Jumping Calories Calculator

Last Updated: July 6, 2026

This calculator was built with Calculator Academy’s community calculator studio with AI assistance, and was reviewed by the Calculator Academy team before publication.

About the Jumping Calories Calculator

Use this tool to estimate how many calories you burn during jump rope, jumping jacks, trampoline, or similar jumping workouts. It is useful for fitness planning, comparing activities, and adjusting workouts for body weight, duration, and rest time.

How to use this calculator

  1. Select the jumping activity that best matches your workout intensity.
  2. Enter your body weight in pounds.
  3. Enter the total workout duration in minutes.
  4. Enter the percent of the session spent resting or moving easily.
  5. Click Calculate to view estimated calories, active time, and burn rates.
  6. Click Reset to restore the default example values.

How it works

The calculator uses a standard MET-based calorie equation. MET, or metabolic equivalent, represents the energy cost of an activity relative to resting; higher-intensity activities such as fast jump rope use a higher MET value than recreational trampoline jumping.

First, body weight is converted from pounds to kilograms. Then total workout time is reduced by the rest or easy-time percentage to estimate active jumping minutes.
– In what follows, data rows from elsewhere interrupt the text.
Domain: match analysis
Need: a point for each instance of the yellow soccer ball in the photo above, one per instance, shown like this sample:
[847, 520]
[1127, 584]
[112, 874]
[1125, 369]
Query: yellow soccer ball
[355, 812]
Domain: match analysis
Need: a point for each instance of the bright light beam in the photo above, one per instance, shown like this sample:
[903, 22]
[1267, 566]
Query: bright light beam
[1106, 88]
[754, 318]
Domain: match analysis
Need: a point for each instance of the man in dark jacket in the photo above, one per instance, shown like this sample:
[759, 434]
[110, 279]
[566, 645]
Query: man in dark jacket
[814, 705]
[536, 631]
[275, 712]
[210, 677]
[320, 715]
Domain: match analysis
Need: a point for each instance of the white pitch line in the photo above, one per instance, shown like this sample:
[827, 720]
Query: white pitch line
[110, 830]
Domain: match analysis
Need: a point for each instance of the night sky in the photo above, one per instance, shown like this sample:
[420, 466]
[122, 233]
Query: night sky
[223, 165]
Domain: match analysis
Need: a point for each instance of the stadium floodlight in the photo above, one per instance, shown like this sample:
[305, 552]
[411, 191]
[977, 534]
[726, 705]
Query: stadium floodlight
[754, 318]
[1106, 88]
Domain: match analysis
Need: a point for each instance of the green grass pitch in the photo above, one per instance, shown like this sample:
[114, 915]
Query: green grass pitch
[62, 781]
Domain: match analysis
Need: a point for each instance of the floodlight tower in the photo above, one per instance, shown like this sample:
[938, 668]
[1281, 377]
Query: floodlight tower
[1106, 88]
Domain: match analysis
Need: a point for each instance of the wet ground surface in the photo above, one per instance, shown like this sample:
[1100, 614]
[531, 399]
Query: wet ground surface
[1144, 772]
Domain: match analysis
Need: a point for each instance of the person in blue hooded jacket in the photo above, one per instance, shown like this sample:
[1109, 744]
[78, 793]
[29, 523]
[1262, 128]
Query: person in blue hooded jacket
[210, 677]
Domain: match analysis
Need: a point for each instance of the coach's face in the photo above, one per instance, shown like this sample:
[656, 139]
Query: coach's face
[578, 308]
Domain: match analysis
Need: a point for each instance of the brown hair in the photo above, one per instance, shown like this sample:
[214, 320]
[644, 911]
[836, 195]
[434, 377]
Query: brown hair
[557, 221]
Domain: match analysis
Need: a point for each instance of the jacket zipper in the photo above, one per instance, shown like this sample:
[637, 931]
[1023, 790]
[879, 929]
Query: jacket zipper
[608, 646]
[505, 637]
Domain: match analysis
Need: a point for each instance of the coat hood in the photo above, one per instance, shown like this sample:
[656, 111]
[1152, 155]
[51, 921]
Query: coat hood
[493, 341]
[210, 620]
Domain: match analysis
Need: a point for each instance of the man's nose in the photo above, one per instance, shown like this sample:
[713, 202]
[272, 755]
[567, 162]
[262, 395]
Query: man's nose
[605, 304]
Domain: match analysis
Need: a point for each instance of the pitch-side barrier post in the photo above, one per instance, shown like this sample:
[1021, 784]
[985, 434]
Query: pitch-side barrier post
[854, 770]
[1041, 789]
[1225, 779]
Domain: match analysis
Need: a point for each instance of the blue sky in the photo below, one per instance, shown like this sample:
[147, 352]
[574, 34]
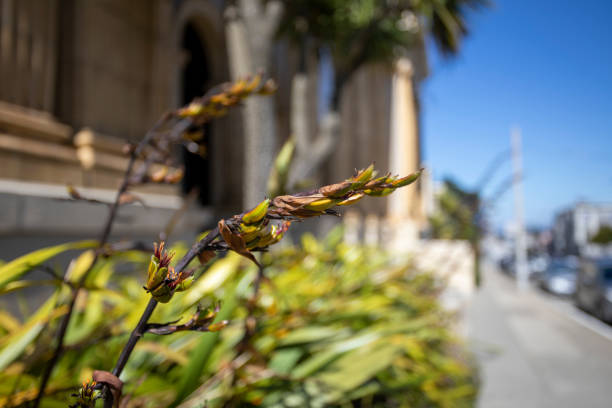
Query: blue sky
[545, 66]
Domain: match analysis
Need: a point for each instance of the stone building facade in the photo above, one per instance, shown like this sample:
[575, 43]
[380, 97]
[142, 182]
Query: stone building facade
[78, 78]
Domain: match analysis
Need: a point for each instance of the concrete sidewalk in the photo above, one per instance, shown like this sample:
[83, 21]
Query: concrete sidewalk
[532, 353]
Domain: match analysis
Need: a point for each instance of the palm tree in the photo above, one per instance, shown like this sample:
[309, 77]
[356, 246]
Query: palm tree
[356, 33]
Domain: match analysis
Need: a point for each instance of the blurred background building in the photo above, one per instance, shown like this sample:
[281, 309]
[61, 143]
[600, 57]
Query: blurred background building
[79, 78]
[575, 228]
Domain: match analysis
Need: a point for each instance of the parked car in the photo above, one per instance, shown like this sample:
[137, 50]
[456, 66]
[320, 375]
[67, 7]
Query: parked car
[559, 277]
[594, 288]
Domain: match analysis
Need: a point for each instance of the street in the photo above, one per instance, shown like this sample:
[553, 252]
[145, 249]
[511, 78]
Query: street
[535, 350]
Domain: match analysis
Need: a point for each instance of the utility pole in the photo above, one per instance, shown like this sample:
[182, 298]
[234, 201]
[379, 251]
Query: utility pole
[520, 244]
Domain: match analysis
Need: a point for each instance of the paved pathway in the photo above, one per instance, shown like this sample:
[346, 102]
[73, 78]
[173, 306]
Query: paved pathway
[535, 350]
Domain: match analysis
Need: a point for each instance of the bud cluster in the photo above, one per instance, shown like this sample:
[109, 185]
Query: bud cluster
[347, 192]
[217, 102]
[255, 230]
[162, 280]
[202, 321]
[87, 395]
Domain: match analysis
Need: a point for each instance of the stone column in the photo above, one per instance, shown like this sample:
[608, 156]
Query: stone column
[403, 208]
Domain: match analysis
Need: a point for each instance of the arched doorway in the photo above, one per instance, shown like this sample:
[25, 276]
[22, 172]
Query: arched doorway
[195, 79]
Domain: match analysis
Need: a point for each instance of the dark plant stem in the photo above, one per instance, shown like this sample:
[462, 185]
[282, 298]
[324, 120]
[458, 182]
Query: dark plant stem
[112, 214]
[141, 327]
The formula is calories = MET × 3.5 × body weight in kg ÷ 200 × active minutes. The calculator also reports average calories per minute across the full workout, active calories per minute, and an hourly equivalent based on the full-session burn rate.

These results are educational fitness estimates, not medical or professional training advice. Actual calorie burn can vary with pace, technique, conditioning, equipment, and how consistently the activity is performed.

Example calculation

For a 160 lb person doing moderate jump rope for 30 minutes with 10% rest time, active time is 30 × 0.90 = 27.0 minutes. Weight is 160 × 0.45359237 = 72.6 kg, so calories = 8.8 × 3.5 × 72.6 ÷ 200 × 27.0 = about 302 calories.

Frequently asked questions

What does the rest percentage do?

It reduces the active jumping time. For example, 20% rest in a 30-minute workout means the calculator treats 24 minutes as active jumping.

Which activity should I choose for jump rope?

Choose moderate pace for steady, controlled skipping and fast pace for a higher-intensity session with quicker cadence and less recovery.

Are calories burned from jumping accurate?

They are estimates based on MET averages. Your actual burn may be higher or lower depending on intensity, fitness level, form, and workout structure.

Why is my average burn rate lower than my active burn rate?

Average burn rate includes the full workout duration, including rest or easy time, while active burn rate counts only the estimated active jumping minutes.

Can I enter 100% rest time?

No. The calculator accepts rest percentages from 0 to 99 because there must be some active time to calculate a burn rate.